Meeting at the Fish Haus
The BBDO creative team had to forgo its usual PowerPoint presentation for Friday’s client meeting with Hormel. The company fish house lacks a big screen. And Wifi.
Indeed, the Minneapolis office of the global ad agency is now taking meetings from the middle of a frozen Lake Minnetonka. The firm rented an ice fishing house for the season, decked it out in North Woods-inspired décor, gave it a colorful exterior wrap, and named it the BBDO Fish Haus. BBDO Minneapolis president and CEO Neil White says the Fish Haus is not just a marketing gimmick; it will be used for team building as well as appointments with clients, which include Hormel, Berkshire Hathaway Homeservices, and Caringbridge.
“We’re in the business of creativity,” White said over fishing rods at the Fish Haus on Lake Minnetonka’s Phelps Bay. A native of South Africa who had no prior ice fishing experience, he admitted to jumping the first few times the ice shifted audibly, but he started to settle in after the first full afternoon of meetings last week. “We’re always thinking about how we bring experiences to life for our clients, get them to see what consumers are doing—outside the board room.”

Outside of the typical meeting constraints of pitch decks and laptops, clients are more inclined to let their guard down, said BBDO director of account planning Casey Gilford. “We’re trying to have the conversations that wouldn’t normally be on the agenda, but are the conversations we should be having—the what ifs, the pie-in-the-sky conversations.”
The stakes are higher than ever as companies like BBDO try to entice both employees and clients back to in-person meetings. A recent Deloitte Insights report on the future of workplace engagement noted:
The ideal workplace is not just a physical site dictated by tradition, right, or necessity—but wherever work is best done. Organizations need to challenge traditional boundaries and design physical, digital, or hybrid environments that fit varying work needs, while respecting worker preferences and meta objectives such as culture, community, and teamwork. Workers can then determine when, where, and how to best accomplish the work within broad guidelines aimed at enabling, not constraining, these decisions.
A few months ago, BBDO, which offices in downtown Minneapolis, called employees back to the office part time, Monday through Wednesday. The decision was initially met with questions and some reluctance by employees, White said. One person quit; others wondered why they couldn’t chose their own days.
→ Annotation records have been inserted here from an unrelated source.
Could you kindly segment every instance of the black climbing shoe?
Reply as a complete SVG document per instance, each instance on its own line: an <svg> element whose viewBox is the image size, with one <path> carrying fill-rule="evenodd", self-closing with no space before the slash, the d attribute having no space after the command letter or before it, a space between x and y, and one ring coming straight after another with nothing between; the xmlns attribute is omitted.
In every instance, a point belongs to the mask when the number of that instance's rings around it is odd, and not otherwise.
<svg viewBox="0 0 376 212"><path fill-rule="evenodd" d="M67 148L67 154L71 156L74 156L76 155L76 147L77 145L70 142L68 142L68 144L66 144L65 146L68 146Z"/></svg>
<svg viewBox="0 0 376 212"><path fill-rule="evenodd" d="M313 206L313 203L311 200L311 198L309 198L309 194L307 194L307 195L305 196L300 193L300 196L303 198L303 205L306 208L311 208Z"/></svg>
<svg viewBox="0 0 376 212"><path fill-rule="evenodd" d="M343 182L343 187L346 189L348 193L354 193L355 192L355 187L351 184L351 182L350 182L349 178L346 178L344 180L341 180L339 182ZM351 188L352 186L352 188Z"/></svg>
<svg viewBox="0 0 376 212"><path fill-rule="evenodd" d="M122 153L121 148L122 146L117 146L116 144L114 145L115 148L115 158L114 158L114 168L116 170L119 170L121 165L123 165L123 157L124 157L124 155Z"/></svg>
But White’s main objective was not just to get people in the office, but to bring his team together. “It’s healthy for us to be around each other,” White said. “The energy is palpable.”
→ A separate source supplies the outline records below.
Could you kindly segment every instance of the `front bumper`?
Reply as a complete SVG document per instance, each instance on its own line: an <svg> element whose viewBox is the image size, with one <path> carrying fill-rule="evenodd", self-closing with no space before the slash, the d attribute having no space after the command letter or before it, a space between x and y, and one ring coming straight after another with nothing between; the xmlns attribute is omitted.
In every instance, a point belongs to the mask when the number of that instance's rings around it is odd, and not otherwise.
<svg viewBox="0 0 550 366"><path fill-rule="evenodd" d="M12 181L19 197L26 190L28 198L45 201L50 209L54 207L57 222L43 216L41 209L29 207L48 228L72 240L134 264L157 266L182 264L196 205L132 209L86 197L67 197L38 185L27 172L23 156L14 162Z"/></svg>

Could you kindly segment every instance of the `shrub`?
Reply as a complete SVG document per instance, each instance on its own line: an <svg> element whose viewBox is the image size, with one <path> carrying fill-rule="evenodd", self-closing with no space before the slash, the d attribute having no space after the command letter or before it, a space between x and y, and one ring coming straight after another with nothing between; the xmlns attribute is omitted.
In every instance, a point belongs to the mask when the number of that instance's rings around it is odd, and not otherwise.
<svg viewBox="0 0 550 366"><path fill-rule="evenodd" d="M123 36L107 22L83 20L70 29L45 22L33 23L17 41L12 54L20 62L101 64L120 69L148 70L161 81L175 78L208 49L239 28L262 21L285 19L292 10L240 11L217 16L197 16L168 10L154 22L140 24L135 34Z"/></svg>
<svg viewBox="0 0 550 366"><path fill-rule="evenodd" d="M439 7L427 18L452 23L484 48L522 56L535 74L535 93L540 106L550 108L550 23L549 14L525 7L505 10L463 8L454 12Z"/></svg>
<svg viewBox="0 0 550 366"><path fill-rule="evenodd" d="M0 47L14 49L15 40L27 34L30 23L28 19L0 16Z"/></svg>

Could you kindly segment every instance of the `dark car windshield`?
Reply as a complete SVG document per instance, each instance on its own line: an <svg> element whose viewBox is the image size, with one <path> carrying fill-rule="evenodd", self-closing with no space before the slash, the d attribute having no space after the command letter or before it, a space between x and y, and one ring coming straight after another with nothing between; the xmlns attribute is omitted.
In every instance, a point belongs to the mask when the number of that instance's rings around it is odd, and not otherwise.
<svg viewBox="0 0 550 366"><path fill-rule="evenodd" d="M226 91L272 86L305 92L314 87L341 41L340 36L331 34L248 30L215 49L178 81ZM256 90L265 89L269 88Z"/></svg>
Clients, too, are increasingly interested in getting together, White said, especially for a unique experience—like ice fishing. “Initially there are a lot of questions—what to wear, how cold it is,” White said. Meetings at the Fish Haus begin with bait, but White said the pace of ice fishing allows ample time to get down to business.
“Collaborating in a unique environment helps you to look at things in a different way.”